El término “cultura”, siendo un término análogo, tiene connotaciones que le vinculan con remanentes de tradición que entrampan su definición en un aparente círculo vicioso. La sola referencia, trae consigo una carga connotativa, una herencia que no se resuelve con la sustancialización de la amalgama o del mestizaje. Cuando lo enunciamos, lo hacemos irremediablemente desde la tradición y la identidad.
Así como sólo desde nuestro hablar podemos reflexionar sobre el lenguaje, del mismo modo, únicamente desde la tradición que nos inscribe podemos preguntar por la cultura.
La tradición es lo originario. Siempre nos remonta a los orígenes. Su transitar desborda todo cauce y configuración determinada. No somos nosotros los que la escribimos, sino ella la que asigna nuestro modo de ser en el devenir de su narración. Por eso, la tradición tiene la inercia de la narrativa y la vida, la literalidad de la poesía.
La tradición no es atavismo ni cadena causal que determina nuestra identidad.

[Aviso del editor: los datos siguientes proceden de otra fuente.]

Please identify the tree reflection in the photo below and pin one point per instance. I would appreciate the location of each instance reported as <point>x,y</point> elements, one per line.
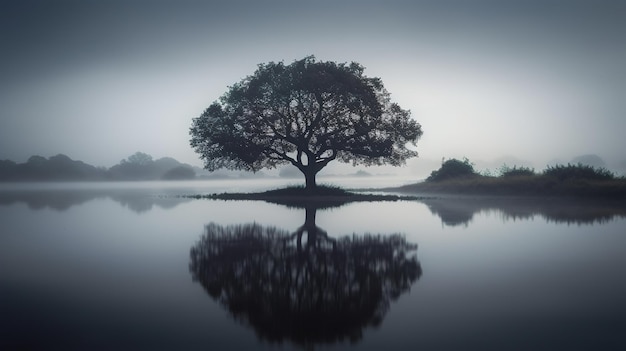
<point>304,288</point>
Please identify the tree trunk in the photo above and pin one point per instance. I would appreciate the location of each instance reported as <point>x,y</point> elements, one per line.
<point>309,176</point>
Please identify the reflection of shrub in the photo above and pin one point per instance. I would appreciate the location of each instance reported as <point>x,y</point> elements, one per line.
<point>452,168</point>
<point>507,171</point>
<point>578,172</point>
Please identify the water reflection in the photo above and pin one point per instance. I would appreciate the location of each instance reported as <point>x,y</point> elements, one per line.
<point>461,211</point>
<point>305,287</point>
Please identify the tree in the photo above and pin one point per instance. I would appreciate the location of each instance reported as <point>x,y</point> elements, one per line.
<point>308,113</point>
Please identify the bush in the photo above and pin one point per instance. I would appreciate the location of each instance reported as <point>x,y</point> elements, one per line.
<point>452,168</point>
<point>578,172</point>
<point>506,171</point>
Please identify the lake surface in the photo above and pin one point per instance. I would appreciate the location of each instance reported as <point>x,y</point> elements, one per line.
<point>128,266</point>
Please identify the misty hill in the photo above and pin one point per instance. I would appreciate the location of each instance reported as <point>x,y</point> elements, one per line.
<point>139,166</point>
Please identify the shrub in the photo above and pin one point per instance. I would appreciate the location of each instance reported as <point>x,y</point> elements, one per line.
<point>506,171</point>
<point>452,168</point>
<point>578,172</point>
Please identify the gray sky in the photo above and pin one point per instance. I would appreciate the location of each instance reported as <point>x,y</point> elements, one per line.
<point>99,80</point>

Antes bien, tradición e identidad se abren paso en el escenario de lo no dicho, en aquellas playas con las que Foucault metaforiza la experiencia humana y que muestran cómo siendo la playa, no es ya ni el mismo mar ni las mismas arenas.
En la identidad confluyen todos los elementos constitutivos de lo que somos: psíquicos, sociales, gnoseológicos, éticos, políticos, estéticos y valoracionales. García Canclini lo expresa de una bella manera: La identidad es una construcción que se relata.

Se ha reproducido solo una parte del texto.